Reputation: 21
I am trying to build a crawler that gets the movie urls from an imdb list. I am able to get all the links on the page into an array and want to select only those ones with "title" in them.
preg_match_all($pattern, "[125] => href=\"/chart/2000s?mode=popular\" [126] => href=\"/title/tt0111161/\" ", $matches);
where $pattern='/title/'
.
I am getting the following error:
Warning: preg_match_all() [function.preg-match-all]: Delimiter must not be alphanumeric or backslash in C:\xampp\htdocs\phpProject1\index.php on line 53
Any idea on how to go about this?
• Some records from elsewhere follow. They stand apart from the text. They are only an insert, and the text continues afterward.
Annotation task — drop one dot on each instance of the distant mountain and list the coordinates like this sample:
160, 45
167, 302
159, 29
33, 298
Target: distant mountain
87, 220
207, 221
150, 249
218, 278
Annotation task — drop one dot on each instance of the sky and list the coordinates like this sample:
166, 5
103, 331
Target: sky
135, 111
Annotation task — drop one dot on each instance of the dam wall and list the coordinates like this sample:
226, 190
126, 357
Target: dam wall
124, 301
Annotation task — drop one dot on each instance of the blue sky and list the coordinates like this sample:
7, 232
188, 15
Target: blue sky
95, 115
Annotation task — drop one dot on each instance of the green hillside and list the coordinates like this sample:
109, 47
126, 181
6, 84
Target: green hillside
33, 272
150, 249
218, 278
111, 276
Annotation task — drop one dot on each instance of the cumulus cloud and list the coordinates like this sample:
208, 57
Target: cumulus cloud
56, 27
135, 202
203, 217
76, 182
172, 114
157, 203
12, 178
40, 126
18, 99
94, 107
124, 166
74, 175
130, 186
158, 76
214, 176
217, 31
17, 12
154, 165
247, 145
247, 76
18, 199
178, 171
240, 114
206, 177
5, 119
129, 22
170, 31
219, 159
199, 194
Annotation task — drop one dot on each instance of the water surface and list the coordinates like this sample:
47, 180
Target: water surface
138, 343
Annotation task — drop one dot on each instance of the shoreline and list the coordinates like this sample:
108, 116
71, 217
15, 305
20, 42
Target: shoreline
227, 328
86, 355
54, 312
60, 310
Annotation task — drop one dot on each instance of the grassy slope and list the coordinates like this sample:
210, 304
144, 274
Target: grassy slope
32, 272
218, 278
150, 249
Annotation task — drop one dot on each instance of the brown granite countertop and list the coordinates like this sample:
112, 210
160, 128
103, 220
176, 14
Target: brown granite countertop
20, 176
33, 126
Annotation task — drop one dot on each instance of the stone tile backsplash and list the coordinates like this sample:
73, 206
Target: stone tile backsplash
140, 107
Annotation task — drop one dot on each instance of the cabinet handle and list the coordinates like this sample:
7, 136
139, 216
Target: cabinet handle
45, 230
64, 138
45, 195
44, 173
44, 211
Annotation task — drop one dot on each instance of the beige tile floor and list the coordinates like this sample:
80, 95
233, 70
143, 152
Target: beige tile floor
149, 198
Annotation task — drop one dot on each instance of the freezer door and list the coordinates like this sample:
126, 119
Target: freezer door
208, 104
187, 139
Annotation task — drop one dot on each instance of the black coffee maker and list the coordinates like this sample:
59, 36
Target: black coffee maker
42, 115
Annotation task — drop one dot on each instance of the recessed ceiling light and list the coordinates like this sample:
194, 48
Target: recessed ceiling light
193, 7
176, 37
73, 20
Thanks a lot.
Upvotes: 2
Views: 1263
Reputation: 455132
Are you sure $pattern
is '/title/'
at the time when preg_match_all is called?
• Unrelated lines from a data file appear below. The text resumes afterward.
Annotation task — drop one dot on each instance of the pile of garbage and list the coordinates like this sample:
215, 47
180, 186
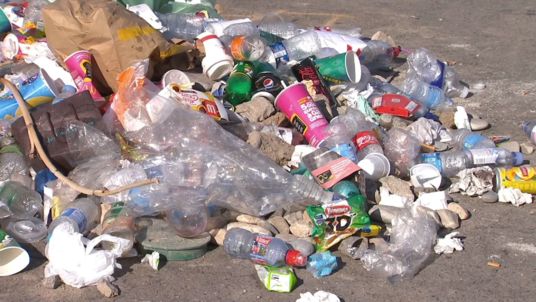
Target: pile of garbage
163, 129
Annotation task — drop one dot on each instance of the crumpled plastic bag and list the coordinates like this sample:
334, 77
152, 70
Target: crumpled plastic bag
514, 196
73, 258
413, 235
319, 296
449, 244
474, 182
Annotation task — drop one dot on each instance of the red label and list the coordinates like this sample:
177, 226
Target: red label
364, 139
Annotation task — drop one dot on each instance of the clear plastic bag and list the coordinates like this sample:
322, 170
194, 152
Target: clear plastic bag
413, 236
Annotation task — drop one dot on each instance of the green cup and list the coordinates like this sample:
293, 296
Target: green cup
5, 25
13, 258
344, 67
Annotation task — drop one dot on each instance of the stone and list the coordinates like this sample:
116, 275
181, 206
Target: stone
398, 187
250, 227
511, 146
449, 219
490, 197
527, 148
459, 210
218, 236
280, 224
108, 289
301, 229
293, 217
51, 282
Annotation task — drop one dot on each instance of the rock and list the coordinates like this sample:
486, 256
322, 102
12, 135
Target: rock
527, 148
490, 197
256, 110
353, 247
218, 235
449, 219
107, 289
280, 224
250, 227
512, 146
398, 187
293, 217
459, 210
301, 229
51, 282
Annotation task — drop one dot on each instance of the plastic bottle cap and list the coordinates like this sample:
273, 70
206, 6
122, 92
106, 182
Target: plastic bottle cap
295, 258
519, 158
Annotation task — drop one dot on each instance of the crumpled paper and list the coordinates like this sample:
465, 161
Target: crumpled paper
319, 296
514, 196
474, 182
449, 244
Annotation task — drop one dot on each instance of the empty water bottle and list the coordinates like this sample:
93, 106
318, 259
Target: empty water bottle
82, 215
261, 249
452, 162
529, 127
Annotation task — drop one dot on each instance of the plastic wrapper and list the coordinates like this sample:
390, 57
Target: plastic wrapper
338, 220
413, 236
402, 150
195, 153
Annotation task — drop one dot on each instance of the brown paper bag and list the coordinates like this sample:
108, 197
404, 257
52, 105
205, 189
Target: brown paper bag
116, 38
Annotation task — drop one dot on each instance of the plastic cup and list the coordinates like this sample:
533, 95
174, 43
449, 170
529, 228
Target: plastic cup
343, 67
79, 64
299, 107
13, 258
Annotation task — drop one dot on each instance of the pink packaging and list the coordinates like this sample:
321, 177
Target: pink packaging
299, 107
79, 64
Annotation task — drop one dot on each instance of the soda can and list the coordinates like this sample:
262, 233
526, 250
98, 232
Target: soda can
306, 71
522, 178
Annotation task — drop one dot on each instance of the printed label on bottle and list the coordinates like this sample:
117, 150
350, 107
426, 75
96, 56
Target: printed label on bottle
334, 171
364, 139
259, 249
440, 81
78, 216
434, 159
484, 156
472, 140
280, 53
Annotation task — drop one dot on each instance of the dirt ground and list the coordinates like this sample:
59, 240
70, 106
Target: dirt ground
490, 42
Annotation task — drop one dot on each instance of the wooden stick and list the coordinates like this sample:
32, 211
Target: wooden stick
34, 140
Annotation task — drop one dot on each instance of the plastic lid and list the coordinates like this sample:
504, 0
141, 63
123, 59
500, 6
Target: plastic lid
295, 258
519, 158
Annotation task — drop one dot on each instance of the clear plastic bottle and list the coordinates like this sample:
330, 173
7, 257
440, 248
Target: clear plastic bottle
425, 93
261, 249
466, 139
452, 162
529, 127
18, 201
83, 215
The error you are getting comes when the pattern provided to preg_match_all (1st argument) is not properly delimited.
Upvotes: 1
Reputation: 342655
Use a DOM Parser:
// Create DOM from URL or file
$html = file_get_html('http://www.example.com/');
// Find all links containing title as part of their HREF
$links = $html->find('a[href*=title]');
// loop through links and do stuff
foreach($links as $link) {
echo $element->href . '<br>';
}
http://simplehtmldom.sourceforge.net/manual.htm
Upvotes: 1